We don’t quite know what Ed Miliband would really do about a lot of things just yet: this is the year when he plans (and desperately needs) to set that out so Labour isn’t just an Opposition that complains about things being expensive but a party that voters can imagine governing. But it’s significant that one of the policy areas where Miliband has felt it is important to get a lot of detail out pretty early is immigration. He, and everyone around him, is acutely aware that though their personal instincts might be to argue for the benefits of mass immigration to this country, the voters, rightly or wrongly, aren’t quite so keen. I look at the party’s new tough stance on immigration for the politics column in this week’s Spectator.

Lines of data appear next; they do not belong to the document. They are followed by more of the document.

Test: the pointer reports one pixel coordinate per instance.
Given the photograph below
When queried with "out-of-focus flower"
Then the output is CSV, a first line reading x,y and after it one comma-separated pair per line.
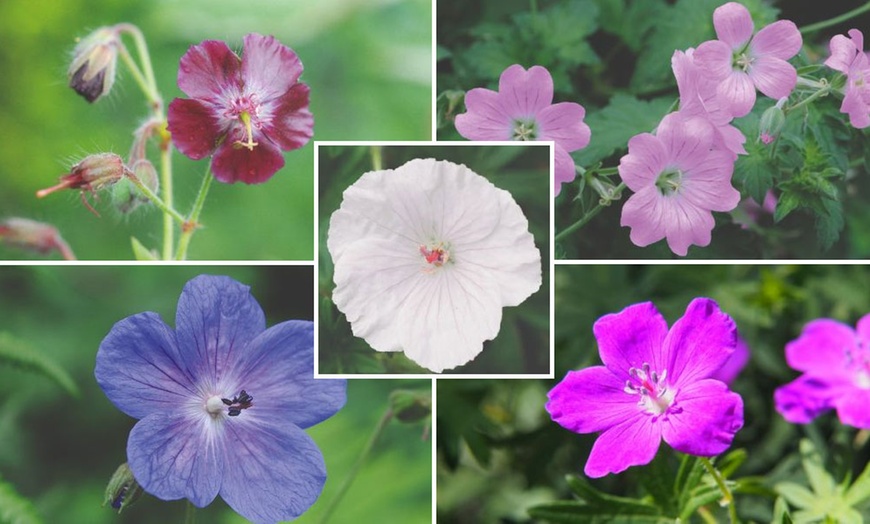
x,y
221,401
92,71
35,236
655,384
523,109
678,179
847,56
835,361
741,62
426,256
244,111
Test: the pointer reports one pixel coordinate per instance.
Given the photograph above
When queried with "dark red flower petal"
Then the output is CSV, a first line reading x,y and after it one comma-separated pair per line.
x,y
194,127
234,163
206,70
292,124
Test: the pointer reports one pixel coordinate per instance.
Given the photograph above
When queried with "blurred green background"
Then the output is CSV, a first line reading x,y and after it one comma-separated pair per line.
x,y
60,451
523,341
499,453
368,64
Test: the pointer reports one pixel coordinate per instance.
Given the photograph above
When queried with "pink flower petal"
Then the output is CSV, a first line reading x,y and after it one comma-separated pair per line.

There is a debate about whether a tougher stance on immigration is the right one to take, and interestingly it is being played out mainly by those on the right of the party rather than the left. But it is entirely understandable from a political perspective that Labour should look back at what happened in 2010 and feel that a different direction on immigration is needed. Some senior ministers were agitating for greater recognition of voter concerns about the social impact of immigration in the parliamentary party as far back as 2006, but it took Gillian Duffy and the drubbing at the polls to drive that home.
For almost all the detail that the party has put out so far on where it stands on immigration, it’s worth reading Yvette Cooper’s speech to the IPPR in March 2013. She and colleagues are also considering plans for reform of freedom of movement in the EU which could form part of the party’s offer in the European elections on 22 May, I understand. This might be quite useful if, as currently expected, Labour does not go into that election campaign offering a referendum on Britain’s membership of Europe.
But for the 2015 campaign, there is one question that the party will have to answer that may confirm or undermine suspicions that voters have about where its heart truly is on this issue. The signs are currently that the Tories will not meet their target to cut net migration to the ‘tens of thousands’. But in the leaders’ debates, Cameron should still be able to get away with saying that immigration is down (it already formed one of the key achievements that his party plastered all over Manchester Central at the 2013 autumn conference), and that while the target wasn’t reached in this government, only by sticking with the Tories will voters be able to see immigration fall further. If Labour has either failed to commit to the flawed but tangible net migration target or failed to develop its own tangible target, then any tough-sounding language on this subject will also sound rather empty in the run-up to polling day.